Ollagüe bis 15 Kilometer vor Estacion San Pedro 13.10.2013
Mit dem ersten Licht standen wir wieder ganz leise auf, schnell die Sachen zusammengesucht, rausgeschaut, ob uns auch keiner sieht und weg waren wir. Heute erwartete uns die Pampa, dazu ein paar saftige Anstiege und auch hier Kälte. Nach 67 Kilometern machten wir in einer Bushaltestelle eines Dorfes Pause. Danach starker Gegenwind mit Sandwirbeln, einem weiteren Anstieg, der nur mit schieben der Räder zu bewältigen war und einem Dorf, was zwar in unseren Karten existierte, aber nicht in der Realität. Nach 103 Kilometern war „der Ofen“ endgültig aus, wir konnten nicht mehr. Rechts von uns eine Grube mit Vulkangestein, dort beschlossen wir, die Zelte aufzustellen. Nicht so einfach bei dem Wind und die Zeltheringe ließen sich auch nicht in den Boden klopfen. Waldemar holte sich blutige Finger. Nach einer gefühlten Ewigkeit stand unser „Haus“ endlich. Nur schnell rein und den Wind draußen lassen.

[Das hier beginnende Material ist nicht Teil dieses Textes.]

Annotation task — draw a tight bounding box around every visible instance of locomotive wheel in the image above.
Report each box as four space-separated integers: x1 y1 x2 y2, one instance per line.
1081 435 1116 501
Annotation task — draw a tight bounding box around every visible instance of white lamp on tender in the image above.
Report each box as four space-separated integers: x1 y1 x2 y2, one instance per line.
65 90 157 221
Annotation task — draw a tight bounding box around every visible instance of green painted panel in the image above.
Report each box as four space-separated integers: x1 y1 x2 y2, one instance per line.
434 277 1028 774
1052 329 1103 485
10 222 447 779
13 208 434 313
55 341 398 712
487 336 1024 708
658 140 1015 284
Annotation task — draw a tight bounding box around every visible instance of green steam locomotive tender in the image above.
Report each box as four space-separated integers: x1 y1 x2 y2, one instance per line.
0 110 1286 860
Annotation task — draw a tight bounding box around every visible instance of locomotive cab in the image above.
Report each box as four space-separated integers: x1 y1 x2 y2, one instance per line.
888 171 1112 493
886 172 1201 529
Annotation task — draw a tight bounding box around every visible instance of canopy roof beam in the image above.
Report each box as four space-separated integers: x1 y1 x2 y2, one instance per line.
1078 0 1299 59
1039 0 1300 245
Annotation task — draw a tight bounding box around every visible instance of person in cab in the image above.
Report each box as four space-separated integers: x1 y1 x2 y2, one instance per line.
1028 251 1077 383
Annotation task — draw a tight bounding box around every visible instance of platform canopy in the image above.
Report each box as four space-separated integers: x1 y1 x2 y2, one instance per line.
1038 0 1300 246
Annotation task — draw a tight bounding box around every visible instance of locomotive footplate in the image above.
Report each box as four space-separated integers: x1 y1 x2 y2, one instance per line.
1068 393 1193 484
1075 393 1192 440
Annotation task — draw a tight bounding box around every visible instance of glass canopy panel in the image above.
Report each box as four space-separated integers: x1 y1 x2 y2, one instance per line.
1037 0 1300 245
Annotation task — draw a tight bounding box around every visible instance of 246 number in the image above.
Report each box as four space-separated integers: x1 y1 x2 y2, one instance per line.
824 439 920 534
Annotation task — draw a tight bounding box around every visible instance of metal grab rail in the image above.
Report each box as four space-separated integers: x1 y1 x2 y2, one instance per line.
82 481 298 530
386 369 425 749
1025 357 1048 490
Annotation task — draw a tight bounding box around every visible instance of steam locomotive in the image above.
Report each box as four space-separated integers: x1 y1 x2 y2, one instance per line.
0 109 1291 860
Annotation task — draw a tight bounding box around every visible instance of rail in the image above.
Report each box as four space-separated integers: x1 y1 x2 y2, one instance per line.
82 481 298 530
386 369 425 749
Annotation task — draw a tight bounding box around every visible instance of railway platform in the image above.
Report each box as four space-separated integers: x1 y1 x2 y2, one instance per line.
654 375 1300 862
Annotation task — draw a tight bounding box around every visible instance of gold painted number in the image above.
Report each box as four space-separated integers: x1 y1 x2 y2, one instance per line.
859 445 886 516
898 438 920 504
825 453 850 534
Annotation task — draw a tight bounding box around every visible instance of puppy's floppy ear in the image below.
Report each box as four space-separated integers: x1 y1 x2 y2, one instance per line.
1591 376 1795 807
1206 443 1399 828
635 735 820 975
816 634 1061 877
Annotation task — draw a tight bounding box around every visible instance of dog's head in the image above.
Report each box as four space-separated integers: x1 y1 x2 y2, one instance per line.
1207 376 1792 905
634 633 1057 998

15 Kilometer vor Estacion San Pedro nach Calama 14.10.2013
6:30 Uhr war die Nacht vorbei, sehr schnell waren wir fertig und konnten starten. Auf und ab, dann wieder steil hoch. Ein Bauarbeiter sagte mir, das wäre der letzte Anstieg, danach ginge es nur noch runter. Er hatte recht und wir genossen das schnelle Vorwärtskommen auf dem Asphalt sehr. Die Pampa auch heute um uns herum, doch zwei Dörfer mit einigen Bäumen auch, lange hatten wir kein Grün mehr gesehen. In Chile gibt es auch Salare, die wir rechts liegen ließen. Vor 12 Uhr und nach gefahrenen 95 Kilometern rollten wir in Calama ein. Die Vorstadt mit vielen Werbeschildern westlicher Konzerne, dann weiter ins Zentrum. Chile expandiert wohl mächtig, in der Stadt sah fast so aus wie in Europa. Wir quartierten uns in der Residencia Continental Nuevo ein, mit Patio und im Vergleich zu anderen Hostals zu einem vernünftigen Preis. Hier werden wir auf jeden Fall ein paar Tage verschnaufen, bevor es wieder über die Anden rüber nach Argentinien geht. 5 Tage Erholung in Calama waren bitter nötig und wir gönnten uns diese Pause. Unser Lieblingsort war der Mega Supermarkt Jumbo mit allen Dingen, die unsere Herzen begehrten. Wir kamen aus dem Staunen gar nicht mehr raus. Schwarzbrot, rote Grütze, Schwartau Konfitüre, Spreewald Gurken, nur um einige Artikel zu nennen, die wir seit Ewigkeiten nicht mehr gesehen hatten, natürlich zu saftige Preisen! Wir hielten uns an die Lokalartikel, die auch nicht zu verachten waren. Auch ein Selbstbedienungsrestaurant existierte, wo wir dreimal einkehrten und es uns schmecken ließen. Ansonsten mussten wir darüber nachdenken, wo wir Dollar auftreiben konnten, was gar nicht so einfach war. Doch bei der Banco Estado wurden wir fündig, so dass wir viele Chilenos tauschen konnten. In unserer Residencia fühlten wir uns pudelwohl, den Patio nutzten wir ausgiebig und die Wärme tat so gut. Eine Bäckerei existierende auch um die Ecke, der Eisladen auch nicht weit entfernt, herrlich! Waldemar konnte diverse elektrische Geräte reparieren lassen, der Mitarbeiter im Elektroladen hatte echt einen Plan und wir waren heilfroh.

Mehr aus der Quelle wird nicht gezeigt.